What is a P-Value?

The p-value is one of the most widely used and misunderstood concepts in statistics.

Formal Definition:

The p-value is the probability of observing a test statistic as extreme or more extreme than the one actually observed, assuming the null hypothesis is true.

In plain terms: How surprising is our data if nothing interesting is happening?

  • A small p-value → data is unlikely under \(H_0\) → evidence against \(H_0\)
  • A large p-value → data is consistent with \(H_0\) → no strong evidence against \(H_0\)

Hypothesis Testing Framework

Every p-value lives inside a hypothesis test:

  • \(H_0\): Null hypothesis — the default assumption (e.g., “no effect”, “no difference”)
  • \(H_a\): Alternative hypothesis — what we want to detect

The logic:

  1. Assume \(H_0\) is true
  2. Compute a test statistic from the data
  3. Ask: how often would we see a result this extreme by chance?
  4. That probability is the p-value

Decision rule: Reject \(H_0\) if \(p\text{-value} < \alpha\), where \(\alpha\) is the chosen significance level (commonly \(\alpha = 0.05\)).

The Math Behind the P-Value

For a one-sample z-test comparing a sample mean \(\bar{x}\) to a known \(\mu_0\):

\[Z = \frac{\bar{X} - \mu_0}{\sigma / \sqrt{n}}\]

Under \(H_0\), the test statistic follows a standard normal distribution: \(Z \sim \mathcal{N}(0,1)\)

The p-values for each alternative are:

\[p = P(Z \geq z_{\text{obs}}) \quad \text{(right-tailed)}\] \[p = P(Z \leq z_{\text{obs}}) \quad \text{(left-tailed)}\] \[p = 2 \cdot P(Z \geq |z_{\text{obs}}|) \quad \text{(two-tailed)}\]

For a t-test (unknown \(\sigma\)), replace \(Z\) with \(T \sim t_{n-1}\).

Visualizing the P-Value

The shaded regions represent the p-value, the combined tail probability.

Example: Are Coins Fair?

Question: A coin is flipped 40 times and lands heads 28 times. Is the coin fair?

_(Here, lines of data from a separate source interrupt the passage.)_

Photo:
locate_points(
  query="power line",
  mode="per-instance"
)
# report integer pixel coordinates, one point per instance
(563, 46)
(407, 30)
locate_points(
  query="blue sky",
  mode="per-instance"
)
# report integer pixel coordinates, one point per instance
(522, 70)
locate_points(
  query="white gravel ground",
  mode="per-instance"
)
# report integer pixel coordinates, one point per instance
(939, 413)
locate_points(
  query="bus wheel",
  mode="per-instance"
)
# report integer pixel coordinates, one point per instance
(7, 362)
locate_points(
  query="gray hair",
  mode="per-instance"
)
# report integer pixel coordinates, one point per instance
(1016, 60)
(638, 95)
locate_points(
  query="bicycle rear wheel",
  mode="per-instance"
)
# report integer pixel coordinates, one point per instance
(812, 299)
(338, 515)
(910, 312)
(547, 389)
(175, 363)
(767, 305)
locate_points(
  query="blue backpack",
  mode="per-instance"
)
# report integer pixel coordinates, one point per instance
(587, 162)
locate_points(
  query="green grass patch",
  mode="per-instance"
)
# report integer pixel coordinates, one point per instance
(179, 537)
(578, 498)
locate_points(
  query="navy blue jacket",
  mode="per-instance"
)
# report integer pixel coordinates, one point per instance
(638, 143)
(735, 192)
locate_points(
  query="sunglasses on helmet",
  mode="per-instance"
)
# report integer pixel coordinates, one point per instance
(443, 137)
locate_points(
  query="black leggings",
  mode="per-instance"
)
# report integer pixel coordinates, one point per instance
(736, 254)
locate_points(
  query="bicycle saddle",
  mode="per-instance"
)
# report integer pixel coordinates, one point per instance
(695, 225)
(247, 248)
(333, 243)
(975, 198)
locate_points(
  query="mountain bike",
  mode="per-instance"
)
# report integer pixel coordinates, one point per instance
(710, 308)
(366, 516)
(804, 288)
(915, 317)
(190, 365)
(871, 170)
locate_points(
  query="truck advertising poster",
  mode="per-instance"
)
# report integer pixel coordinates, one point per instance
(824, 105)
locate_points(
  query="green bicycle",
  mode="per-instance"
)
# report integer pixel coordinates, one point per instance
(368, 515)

  • \(H_0: p = 0.5\) (fair coin) \(\quad\) \(H_a: p \neq 0.5\) (two-tailed)

\[\hat{p} = \frac{28}{40} = 0.70, \quad z = \frac{0.70 - 0.50}{\sqrt{0.5 \cdot 0.5 / 40}} \approx 2.53\]

\[p\text{-value} = 2 \cdot P(Z \geq 2.53) \approx 0.0114\]

Since \(p \approx 0.011 < 0.05 = \alpha\), we reject \(H_0\). There is statistically significant evidence the coin is not fair.

P-Value Across Significance Levels

For any \(\alpha\) to the right of the dashed line, we reject \(H_0\).

Simulating P-Values Under \(H_0\)

R Code: Running the Test

# One-proportion z-test: 28 heads in 40 flips
result <- prop.test(x = 28, n = 40, p = 0.5,
                    alternative = "two.sided",
                    correct = FALSE)
result
## 
##  1-sample proportions test without continuity correction
## 
## data:  28 out of 40, null probability 0.5
## X-squared = 6.4, df = 1, p-value = 0.01141
## alternative hypothesis: true p is not equal to 0.5
## 95 percent confidence interval:
##  0.5456998 0.8192515
## sample estimates:
##   p 
## 0.7

Common Misconceptions

❌ Myth ✅ Truth
P-value = probability \(H_0\) is true It assumes \(H_0\) is true; it is not \(P(H_0)\)
\(p < 0.05\) means a large effect Statistical significance ≠ practical significance
\(p > 0.05\) proves \(H_0\) Failing to reject is not proof \(H_0\) is true
Smaller p-value = better result P-values depend heavily on sample size

Always report effect sizes and confidence intervals alongside p-values.

Summary

Concept Key Point
Definition \(P(\text{data this extreme} \mid H_0 \text{ true})\)
Small p-value Evidence against \(H_0\)
Significance level \(\alpha\) Threshold chosen before the test
Type I Error Rejecting a true \(H_0\) — probability = \(\alpha\)
Type II Error Failing to reject a false \(H_0\) — probability = \(\beta\)

Remember: The p-value is a tool not a verdict. Use it alongside effect sizes, confidence intervals, and domain knowledge for sound statistical inference.